The Solr search API allows complex queries across the entire PDB. However, it has important limitations.

What Solr Search CAN Do (Well-Indexed Fields)

Metadata searches:

  • By release/deposition date: release_year:2025
  • By experimental method: experimental_method:"X-ray diffraction"
  • By resolution: resolution:[* TO 2.0] or resolution:[1.5 TO 2.5]
  • By organism: organism_scientific_name:"Homo sapiens"

Presence/absence queries:

  • Has protein: number_of_protein_chains:[1 TO *]
  • Has carbohydrate: has_carb_polymer:Y
  • Has bound molecules: has_bound_molecule:Y
  • Has modified residues: has_modified_residues:Y

Component searches:

  • Specific ligand: chem_comp_id:ATP
  • Ligand name: ligand_name:imatinib
  • Molecule name: molecule_name:*kinase*

Author/citation:

  • By author: entry_authors:"Smith J"
  • By UniProt: uniprot_accession:P12345

Combined queries:

# Example: Human kinases with resolution < 2Å from 2024
query = 'release_year:2024 AND organism_scientific_name:"Homo sapiens" AND molecule_name:*kinase* AND resolution:[* TO 2.0]'

What Solr Search CANNOT Do

Detailed connectivity: Cannot search for “THR covalently bonded to NAG” or other specific atom-level connections

Geometry queries: Cannot search for “bonds longer than X” or “angles outside range Y”

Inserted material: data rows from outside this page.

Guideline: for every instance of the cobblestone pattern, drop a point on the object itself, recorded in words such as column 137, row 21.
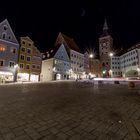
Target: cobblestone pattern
column 69, row 111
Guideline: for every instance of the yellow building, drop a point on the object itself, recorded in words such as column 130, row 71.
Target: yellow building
column 27, row 69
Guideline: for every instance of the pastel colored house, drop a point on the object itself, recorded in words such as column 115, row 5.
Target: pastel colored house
column 30, row 60
column 55, row 64
column 9, row 48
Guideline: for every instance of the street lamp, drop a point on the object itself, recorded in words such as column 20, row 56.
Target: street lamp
column 15, row 72
column 91, row 55
column 111, row 54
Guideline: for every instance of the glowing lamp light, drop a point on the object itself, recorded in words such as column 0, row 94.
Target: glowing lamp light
column 138, row 69
column 104, row 72
column 111, row 54
column 91, row 56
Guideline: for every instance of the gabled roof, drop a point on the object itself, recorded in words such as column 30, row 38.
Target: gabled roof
column 67, row 41
column 50, row 53
column 10, row 31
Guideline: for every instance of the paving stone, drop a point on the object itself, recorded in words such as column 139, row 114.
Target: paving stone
column 9, row 136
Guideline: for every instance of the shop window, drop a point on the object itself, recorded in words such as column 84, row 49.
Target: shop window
column 1, row 63
column 11, row 64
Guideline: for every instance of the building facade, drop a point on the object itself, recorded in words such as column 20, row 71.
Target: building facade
column 105, row 48
column 86, row 65
column 56, row 64
column 30, row 60
column 76, row 57
column 126, row 64
column 95, row 67
column 9, row 48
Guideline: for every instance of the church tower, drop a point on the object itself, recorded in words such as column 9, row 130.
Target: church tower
column 105, row 47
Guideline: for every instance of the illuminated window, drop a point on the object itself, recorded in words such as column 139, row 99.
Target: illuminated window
column 9, row 37
column 21, row 66
column 11, row 64
column 28, row 58
column 5, row 27
column 23, row 49
column 33, row 66
column 27, row 66
column 22, row 57
column 13, row 50
column 29, row 51
column 3, row 35
column 2, row 49
column 1, row 63
column 38, row 67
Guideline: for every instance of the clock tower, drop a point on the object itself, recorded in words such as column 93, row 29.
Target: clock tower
column 105, row 47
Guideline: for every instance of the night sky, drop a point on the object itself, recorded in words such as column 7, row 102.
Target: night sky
column 83, row 21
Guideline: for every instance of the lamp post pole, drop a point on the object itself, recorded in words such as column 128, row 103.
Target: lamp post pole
column 110, row 72
column 15, row 72
column 90, row 57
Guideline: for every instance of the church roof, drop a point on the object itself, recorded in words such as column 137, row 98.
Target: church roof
column 105, row 29
column 50, row 53
column 69, row 42
column 26, row 38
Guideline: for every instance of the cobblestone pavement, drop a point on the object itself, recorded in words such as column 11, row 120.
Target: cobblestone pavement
column 69, row 111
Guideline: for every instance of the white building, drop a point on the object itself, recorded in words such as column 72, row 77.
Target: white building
column 55, row 64
column 76, row 57
column 126, row 64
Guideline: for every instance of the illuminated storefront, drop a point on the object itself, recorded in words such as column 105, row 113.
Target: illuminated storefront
column 6, row 76
column 22, row 77
column 34, row 78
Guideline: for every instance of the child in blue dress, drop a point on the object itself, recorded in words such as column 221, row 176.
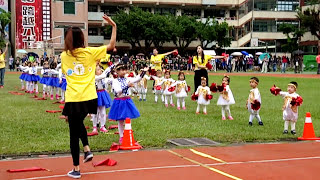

Spatial relationships: Cannot search for “atoms within 5Å of ligand”

Sequence motifs: Cannot search for “structures with GXGXXG motif”

Complex structural features: Cannot search for “beta-barrel with 8 strands”

Validation specifics: Cannot search for “residues with Ramachandran outliers at position X”

The Pattern: Solr indexes metadata and simple categorical data, not structural details or relationships.

For analyses requiring connectivity or geometry (like finding O-glycosylated threonines), you must:

  1. Use Solr to find candidates (e.g., structures with NAG + resolution < 2.5Å)
  2. Download those structures
  3. Parse mmCIF connectivity tables locally
  4. Extract geometric parameters

Basic Search Syntax

import json

# Simple search for high-resolution X-ray structures from 2024
query = "release_year:2024 AND experimental_method:\"X-ray diffraction\" AND resolution:[* TO 1.5]"
url = f"https://www.ebi.ac.uk/pdbe/search/pdb/select?q={query}&wt=json&rows=10&fl=pdb_id,title,resolution"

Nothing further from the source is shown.